Retailer Cleanshelf has overturned a Sh5.9 million tax claim after the Kenya Revenue Authority (KRA) failed to provide witnesses linking it to missing trader tax evasion scheme.
The KRA had claimed that the retailer was a beneficiary of the scheme that involved the use of fictitious invoices to inflate cost of sales through briefcase companies.
It claimed that Cleanshelf bought receipts from Zulma Trading Company to claim for tax refunds, but the KRA failed to produce a key witness at the tax tribunal.
The tribunal said unlike the KRA, the retailer had provided tax invoices, corresponding delivery notes, and goods received notes showing it bought the supplies.

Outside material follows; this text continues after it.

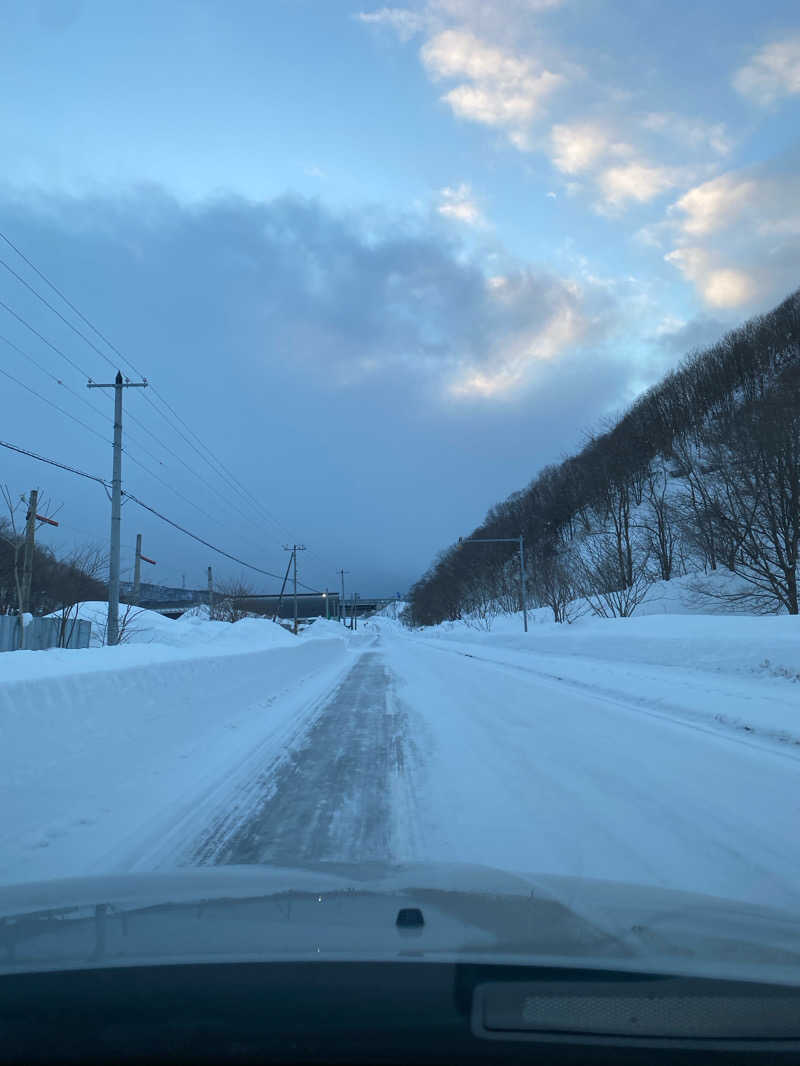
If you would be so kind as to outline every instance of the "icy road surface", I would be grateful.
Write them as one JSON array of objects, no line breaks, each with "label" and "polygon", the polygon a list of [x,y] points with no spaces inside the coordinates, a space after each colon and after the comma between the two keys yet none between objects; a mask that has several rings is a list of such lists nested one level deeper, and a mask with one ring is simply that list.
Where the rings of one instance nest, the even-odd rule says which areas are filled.
[{"label": "icy road surface", "polygon": [[463,861],[800,907],[794,750],[394,626],[305,721],[182,862]]}]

“KRA averred that Cleanshelf merely purchased invoices without attendant goods. However KRA failed to adduce evidence to support its averments,” the tribunal led by Patrick Lutta said.
“It is crucial to note that even though KRA had filed a witness statement with the tribunal it did not call her to testify. Instead it opted to withdraw the filed witness statement on the date the witness was to testify,” Mr Lutta said.
KRA said it identified Zulma traders as part of the companies that were printing and selling ETR invoices without actual supplies with the aim of reducing tax liabilities.
The taxman went after Cleanshelf after it used Zulma’s invoices to file for tax refunds and failed to demonstrate it had bought goods from a legitimate supplier.
According to KRA, Cleanshelf under the ‘know your customer’ policy was obligated to carry out checks to establish the credibility and legitimacy of its suppliers.
The tribunal ruled KRA failed to prove that the retailer was a beneficiary of the tax scam.
The taxman has been facing an uphill task to bring orchestrators of the ‘missing trader tax evasion scheme’ which was said to have been unearthed around 2016/2017 to book.